# Peyia or Coral Bay



## Del929 (Jun 7, 2015)

Hello,

Myself and the wife are hoping to move over mid Aug or early Sept. Planning renting in Coral Bay or Peyia. Any advice on pros or cons for living in either would be appreciated. Also what's best options for Internet, Sky/uk tv in the area? Thanks. Del.


----------



## zach21uk (Jun 26, 2014)

I mean, they're basically next door to each other. I'd say Peyia as Coral Bay is full of tourists most of the year. Peyia has a good-sized british expat community living there.

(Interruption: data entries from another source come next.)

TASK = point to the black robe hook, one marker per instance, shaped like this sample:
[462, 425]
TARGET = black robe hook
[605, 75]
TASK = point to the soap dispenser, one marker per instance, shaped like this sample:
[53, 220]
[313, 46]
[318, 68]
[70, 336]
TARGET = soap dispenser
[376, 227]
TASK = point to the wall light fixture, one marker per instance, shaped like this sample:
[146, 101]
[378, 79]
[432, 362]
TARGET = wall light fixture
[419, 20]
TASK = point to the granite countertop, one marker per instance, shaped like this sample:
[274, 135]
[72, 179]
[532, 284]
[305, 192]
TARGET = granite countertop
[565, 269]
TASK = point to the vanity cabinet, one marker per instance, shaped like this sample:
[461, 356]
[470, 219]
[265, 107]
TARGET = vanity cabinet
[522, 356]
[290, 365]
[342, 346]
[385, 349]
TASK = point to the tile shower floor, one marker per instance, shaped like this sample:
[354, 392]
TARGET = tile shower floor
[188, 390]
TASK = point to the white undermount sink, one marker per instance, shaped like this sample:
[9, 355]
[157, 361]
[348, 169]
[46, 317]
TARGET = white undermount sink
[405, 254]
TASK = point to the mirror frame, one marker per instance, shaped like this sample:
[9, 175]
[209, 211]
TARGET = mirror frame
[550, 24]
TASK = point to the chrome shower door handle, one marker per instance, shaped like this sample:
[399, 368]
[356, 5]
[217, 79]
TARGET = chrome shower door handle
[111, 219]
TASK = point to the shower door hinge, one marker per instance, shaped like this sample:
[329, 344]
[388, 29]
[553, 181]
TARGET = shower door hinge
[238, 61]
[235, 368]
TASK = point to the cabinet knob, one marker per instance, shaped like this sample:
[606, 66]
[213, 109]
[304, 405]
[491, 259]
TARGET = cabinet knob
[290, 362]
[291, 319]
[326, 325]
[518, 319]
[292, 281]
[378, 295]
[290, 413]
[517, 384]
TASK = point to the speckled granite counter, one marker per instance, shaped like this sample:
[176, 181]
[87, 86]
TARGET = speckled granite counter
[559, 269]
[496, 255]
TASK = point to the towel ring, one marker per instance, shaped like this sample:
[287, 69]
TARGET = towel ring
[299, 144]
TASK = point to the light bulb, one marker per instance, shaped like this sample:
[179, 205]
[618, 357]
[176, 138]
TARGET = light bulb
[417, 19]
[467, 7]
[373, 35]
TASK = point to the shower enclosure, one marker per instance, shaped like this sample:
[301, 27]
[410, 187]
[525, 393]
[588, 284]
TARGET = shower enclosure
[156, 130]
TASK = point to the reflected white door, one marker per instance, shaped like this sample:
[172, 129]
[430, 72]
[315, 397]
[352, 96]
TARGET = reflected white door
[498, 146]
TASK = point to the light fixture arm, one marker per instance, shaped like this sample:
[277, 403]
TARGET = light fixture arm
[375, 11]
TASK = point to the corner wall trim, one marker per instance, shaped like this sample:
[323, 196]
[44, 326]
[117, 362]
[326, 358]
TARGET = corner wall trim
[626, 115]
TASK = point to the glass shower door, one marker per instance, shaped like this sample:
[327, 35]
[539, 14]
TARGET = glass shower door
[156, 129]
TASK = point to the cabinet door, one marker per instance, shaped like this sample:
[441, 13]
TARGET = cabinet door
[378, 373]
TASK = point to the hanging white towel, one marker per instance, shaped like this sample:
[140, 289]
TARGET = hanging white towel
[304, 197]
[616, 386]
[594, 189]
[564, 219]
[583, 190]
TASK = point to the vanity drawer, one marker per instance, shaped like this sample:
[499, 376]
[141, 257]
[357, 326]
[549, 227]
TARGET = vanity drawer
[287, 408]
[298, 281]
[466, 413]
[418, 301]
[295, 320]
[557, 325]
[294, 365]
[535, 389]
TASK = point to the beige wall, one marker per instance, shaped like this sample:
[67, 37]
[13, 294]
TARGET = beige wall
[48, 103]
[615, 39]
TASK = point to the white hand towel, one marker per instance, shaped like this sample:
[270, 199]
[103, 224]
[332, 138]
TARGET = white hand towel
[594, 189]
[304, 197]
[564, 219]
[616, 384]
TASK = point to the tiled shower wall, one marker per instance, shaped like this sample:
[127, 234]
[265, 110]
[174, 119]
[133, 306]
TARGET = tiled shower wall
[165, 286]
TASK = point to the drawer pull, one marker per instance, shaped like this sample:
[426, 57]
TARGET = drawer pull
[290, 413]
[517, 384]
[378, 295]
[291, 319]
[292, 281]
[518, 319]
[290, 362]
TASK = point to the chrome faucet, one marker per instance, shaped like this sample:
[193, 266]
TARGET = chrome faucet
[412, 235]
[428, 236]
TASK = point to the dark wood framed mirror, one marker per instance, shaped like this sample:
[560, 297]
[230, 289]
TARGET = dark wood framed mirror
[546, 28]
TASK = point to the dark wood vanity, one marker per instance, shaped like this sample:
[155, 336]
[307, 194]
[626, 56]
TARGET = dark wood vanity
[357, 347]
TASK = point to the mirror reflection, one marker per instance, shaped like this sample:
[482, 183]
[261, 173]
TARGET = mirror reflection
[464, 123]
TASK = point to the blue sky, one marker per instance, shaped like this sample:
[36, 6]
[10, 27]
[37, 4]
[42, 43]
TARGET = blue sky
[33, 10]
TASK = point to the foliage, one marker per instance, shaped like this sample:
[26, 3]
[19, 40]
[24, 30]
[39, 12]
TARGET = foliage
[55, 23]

For TV, you will need an IPTV box (internet TV). Internet entirely depends on which area you choose.


----------



## Veronica (Apr 5, 2008)

Coral Bay is very much a holiday resort and not ideal for full time living. Peyia is residential but still close enough to Coral Bay to enjoy its amenities. 
Friends of ours rented in Coral Bay when they first came here but after the first tourist season they had had enough of all the tourists and moved to Peyia.


----------



## Del929 (Jun 7, 2015)

Many thanks for the responses. Appreciate the information. Would we need a car if living in Peyia or is there a bus service?


----------



## MrSpadge (Jun 7, 2015)

This is the Peyia bus -

Route 616

Never used it myself (or seen it for that matter! ). Peyia village itself has plenty of shops, restaurants and bars but is up a bloomin' steep hill (or down depending on your location). My neighbour doesn't have a car, but tends to walk everywhere anyway, however, he gets all his groceries from Phillipos (local BIG supermarket) - he rings them up, they come and collect him, shops a month's worth then they transport him back to his apartment along with groceries - no extra cost.

So there are options. It is very ex-pat intensive here, but they don't bother you if you throw rocks at them.


----------



## expatme (Dec 4, 2013)

MrSpadge said:


> This is the Peyia bus -
> 
> Route 616
> 
> ...


Hey just noticed you new up-graded avatar. Nice.


----------



## MrSpadge (Jun 7, 2015)

expatme said:


> Hey just noticed you new up-graded avatar. Nice.


Wifey made me shave the beard off


----------